Omnicommerce retailers must optimize their mall presence by aligning store locations with online sales and return patterns. As more consumers buy online, many physical stores now serve primarily as return centers rather than sales drivers. Forward-thinking retailers are using data to evaluate which locations add real value and which should be consolidated or repurposed.
This trend varies by mall tier. A malls remain strong hubs for both sales and returns, while B and C malls are seeing an increasing share of foot traffic driven by returns rather than new purchases. Many retailers are closing stores in these malls, as the cost of maintaining them outweighs their value. D malls, already in decline, face even greater vacancies as retailers shift toward locations with stronger omnichannel integration. To stay competitive, brands must rethink their physical footprint and ensure their stores complement—not just support—the online experience.
The 80’s were a long time ago and regardless of how nice the mall is the idea of “just going” to a mall is, well, at least 30 years long in the tooth. Some will survive, sure, but the mall as a cultural phenomenon is over. Cooked. Done.

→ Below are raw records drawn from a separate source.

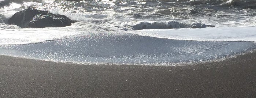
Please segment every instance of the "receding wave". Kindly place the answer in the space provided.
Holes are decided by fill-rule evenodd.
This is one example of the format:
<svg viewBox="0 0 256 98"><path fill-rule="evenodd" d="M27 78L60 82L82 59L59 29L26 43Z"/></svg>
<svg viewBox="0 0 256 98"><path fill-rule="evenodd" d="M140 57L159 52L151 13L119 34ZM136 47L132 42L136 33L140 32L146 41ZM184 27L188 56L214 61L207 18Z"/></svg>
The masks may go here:
<svg viewBox="0 0 256 98"><path fill-rule="evenodd" d="M99 34L23 45L0 45L0 54L85 64L171 65L255 49L245 42L182 41L127 34Z"/></svg>
<svg viewBox="0 0 256 98"><path fill-rule="evenodd" d="M203 23L181 23L174 21L170 21L166 22L142 22L137 24L131 26L132 29L134 30L142 29L179 29L184 28L205 28L207 26Z"/></svg>
<svg viewBox="0 0 256 98"><path fill-rule="evenodd" d="M142 30L130 33L142 36L177 40L255 42L256 41L255 31L255 27L238 27Z"/></svg>

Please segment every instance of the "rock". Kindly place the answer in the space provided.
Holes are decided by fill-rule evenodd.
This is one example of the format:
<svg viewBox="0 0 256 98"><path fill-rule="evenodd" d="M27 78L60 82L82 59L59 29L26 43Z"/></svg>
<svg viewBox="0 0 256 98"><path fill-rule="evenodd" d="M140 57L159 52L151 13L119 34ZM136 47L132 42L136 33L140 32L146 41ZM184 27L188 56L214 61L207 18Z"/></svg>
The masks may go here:
<svg viewBox="0 0 256 98"><path fill-rule="evenodd" d="M9 6L11 3L10 0L0 0L0 7Z"/></svg>
<svg viewBox="0 0 256 98"><path fill-rule="evenodd" d="M16 13L8 20L9 24L22 28L62 27L70 26L75 22L63 15L31 8Z"/></svg>
<svg viewBox="0 0 256 98"><path fill-rule="evenodd" d="M191 27L190 27L190 28L193 28L193 29L196 28L196 25L193 25Z"/></svg>

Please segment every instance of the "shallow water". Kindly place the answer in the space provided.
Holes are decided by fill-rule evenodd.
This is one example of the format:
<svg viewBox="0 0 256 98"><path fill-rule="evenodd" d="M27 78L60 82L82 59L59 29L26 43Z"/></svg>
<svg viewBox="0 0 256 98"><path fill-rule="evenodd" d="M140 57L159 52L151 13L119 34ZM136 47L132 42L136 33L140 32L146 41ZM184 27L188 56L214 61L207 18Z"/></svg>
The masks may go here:
<svg viewBox="0 0 256 98"><path fill-rule="evenodd" d="M249 42L190 41L134 34L105 34L2 45L0 54L79 64L168 65L221 59L256 48L255 43Z"/></svg>
<svg viewBox="0 0 256 98"><path fill-rule="evenodd" d="M221 60L256 46L254 0L10 1L0 4L0 54L86 64L171 65ZM8 24L29 7L78 22L57 28ZM194 25L207 27L190 28Z"/></svg>

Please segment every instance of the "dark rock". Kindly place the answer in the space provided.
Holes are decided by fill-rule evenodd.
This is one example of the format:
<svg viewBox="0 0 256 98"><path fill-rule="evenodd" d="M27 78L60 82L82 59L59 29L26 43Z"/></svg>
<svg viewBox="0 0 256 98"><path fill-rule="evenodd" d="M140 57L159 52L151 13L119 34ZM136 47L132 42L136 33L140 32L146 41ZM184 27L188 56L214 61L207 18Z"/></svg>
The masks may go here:
<svg viewBox="0 0 256 98"><path fill-rule="evenodd" d="M193 25L190 28L193 28L193 29L196 28L196 25Z"/></svg>
<svg viewBox="0 0 256 98"><path fill-rule="evenodd" d="M62 27L70 26L74 22L63 15L31 8L16 13L8 20L9 24L17 25L22 28Z"/></svg>
<svg viewBox="0 0 256 98"><path fill-rule="evenodd" d="M11 3L10 0L0 0L0 7L9 6Z"/></svg>

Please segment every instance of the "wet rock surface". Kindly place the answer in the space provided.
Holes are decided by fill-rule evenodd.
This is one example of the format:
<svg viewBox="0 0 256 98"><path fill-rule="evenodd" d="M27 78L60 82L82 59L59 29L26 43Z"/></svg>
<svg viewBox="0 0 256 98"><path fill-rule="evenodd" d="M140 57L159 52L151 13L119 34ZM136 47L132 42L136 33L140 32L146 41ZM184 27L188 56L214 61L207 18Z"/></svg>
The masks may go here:
<svg viewBox="0 0 256 98"><path fill-rule="evenodd" d="M63 15L31 8L16 13L8 20L9 24L22 28L62 27L70 26L75 22Z"/></svg>
<svg viewBox="0 0 256 98"><path fill-rule="evenodd" d="M0 0L0 7L9 6L11 3L10 0Z"/></svg>

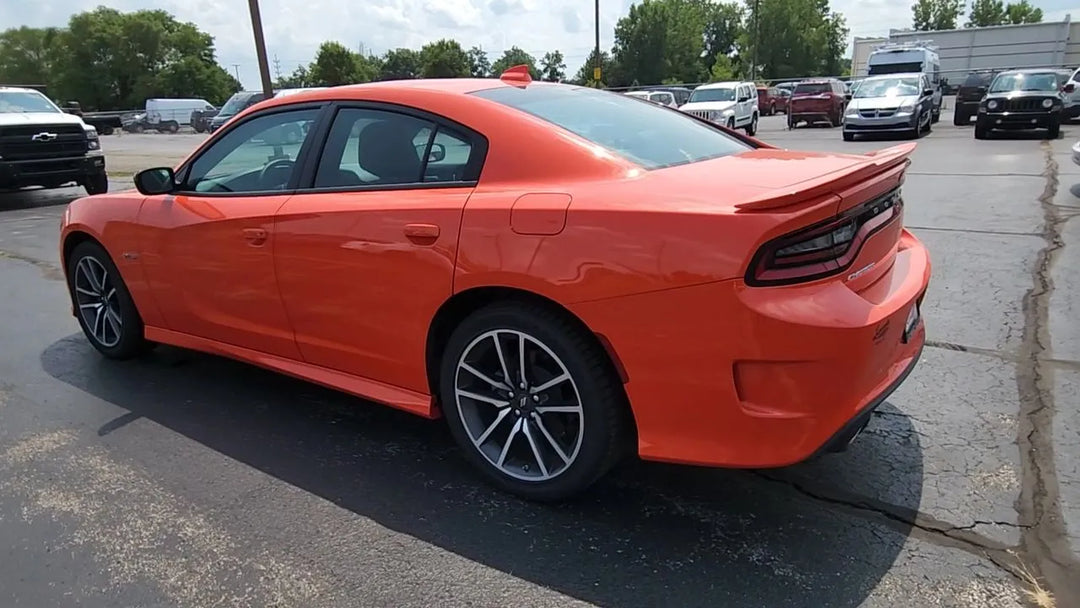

B malls have a chance if they can attract tenants that make sense for the end consumer in the market assuming there haven’t been huge migration shifts. Leasing folks are using data, storytelling and community to do placemaking – potentially turning some places into third places (aka not retail). C and D malls will become something else – also not an easy feat. The definition of anchors are changing as well, but as this group knows department stores are here to stay, I think we all got up in arms over that question awhile back. We are seeing lots of other kinds of retail and uses come in to take their place and the use of pads for Dick’s sporting good concepts to pickle ball (sorry someone had to say it : )
I think the gap between thriving and failing malls is undeniable. A-class and B+ malls succeed because they’ve evolved, while lower-tier malls are fading due to outdated models.
If a mall isn’t offering unique experiences or a reason to visit, it won’t survive. The traditional anchor store isn’t completely dead, but it can’t carry a mall anymore because people want variety, entertainment, and convenience.
Some brands, like Target, have found ways to make dead malls work, but that’s the exception. For rest, if struggling malls don’t rethink their purpose, they’re just waiting for the inevitable.